Saint-Félix

© Hélène Harder

C’est une honorable démarche qu’Élise Chatauret déploie dans « Saint-Félix », à l’assaut d’une reconstitution plus ou moins fidèle (plus ou moins réelle) d’un hameau dont le nom se partage entre une vingtaine de villages français, par chance pour l’amateur d’énigmes : car s’agit-il bien de théâtre documentaire ?

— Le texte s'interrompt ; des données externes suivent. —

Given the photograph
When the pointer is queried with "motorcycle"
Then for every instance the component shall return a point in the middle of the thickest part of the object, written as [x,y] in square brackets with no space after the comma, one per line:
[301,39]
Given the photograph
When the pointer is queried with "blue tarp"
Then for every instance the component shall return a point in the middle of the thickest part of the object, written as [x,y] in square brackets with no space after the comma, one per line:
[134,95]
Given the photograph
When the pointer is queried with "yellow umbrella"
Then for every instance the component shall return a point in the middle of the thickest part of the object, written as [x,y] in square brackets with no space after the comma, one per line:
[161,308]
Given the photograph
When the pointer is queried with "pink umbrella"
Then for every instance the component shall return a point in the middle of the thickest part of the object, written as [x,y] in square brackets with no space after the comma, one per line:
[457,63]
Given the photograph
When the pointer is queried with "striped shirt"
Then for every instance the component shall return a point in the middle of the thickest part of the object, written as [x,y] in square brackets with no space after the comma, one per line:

Reconstitution est un bien faible mot s’évanouissant rapidement sous les obliques réflexives de la dramaturgie : en effet, les acteurs trentenaires de la compagnie Babel n’hésitent pas à récupérer la parole des habitants avec les risques habituels du geste… Quelques âmes ne s’enfuient-elles pas lorsque le récit se sépare du récitant ? — Les paroles éclatant à l’oreille de l’enquêteur de terrain autant qu’elle ouatent celle du spectateur : elle valent parce qu’elle ont existé à un temps t, proférées par untel, etc. Sans quoi la force de la banalité s’efface sous le poids de son propre spectacle : banalité banale par trop d’événements… Bref : les paroles de « Saint-Félix » ont-elles un intérêt per se, détachée de leurs propriétaires brutalement décolorés par la voix des structures de la Tempête et du Centquatre — c’est-à-dire d’une tournée urbaine ? Élise Chatauret et Thomas Pondevie ont l’exacte conscience que non : la parole ne dit rien d’autre que son propre évidement. C’est, semble-t-il, à partir de ce constat qu’ils fondent la dramaturgie de « Saint-Félix » : la recherche théâtrale et documentaire, faute d’atteindre quelque réalité qui a l’heureuse manie de pourrir dès qu’on la déterritorialise, se niche dans le réagencement desdites paroles déverrouillant habilement l’espace-temps du récit.

À travers divers procédés scéniques plus ou moins efficaces (le plus patent restant l’interview marionnettique) dans lequel le rôle de l’enquêteur est souvent proéminent, ils inventent le récit documentaire d’une langue qui circule : se désassemble, se recompose, se diffracte… Et dans lequel la facture des mots importe moins que leur distribution : c’est à l’aune d’une refabrication langagière du hameau que la dramaturgie cherche à atteindre son pic d’être. Autant dire que «  Saint-Félix » n’évite pas un instant le recours à la fiction : il lui faudra donc un mur porteur pour que s’écrasent peu à peu les mini-arcs narratifs inhérents au village. Ici, le cas de Lucie qui, comme la plupart des habitants de Saint-Félix, ne vient pas du coin : elle aura perturbé le calme du village avant de disparaître tragiquement. Une figure traumatique autant qu’un artifice dramaturgique qui permet à Élise Chatauret de boucler la boucle en recentrant progressivement les personnages autour d’une même histoire : entre fiction et documentaire, « Saint-Félix » promet ainsi à son spectateur une expérience théâtrale qui raconte la complexe perméabilité des genres et des langages.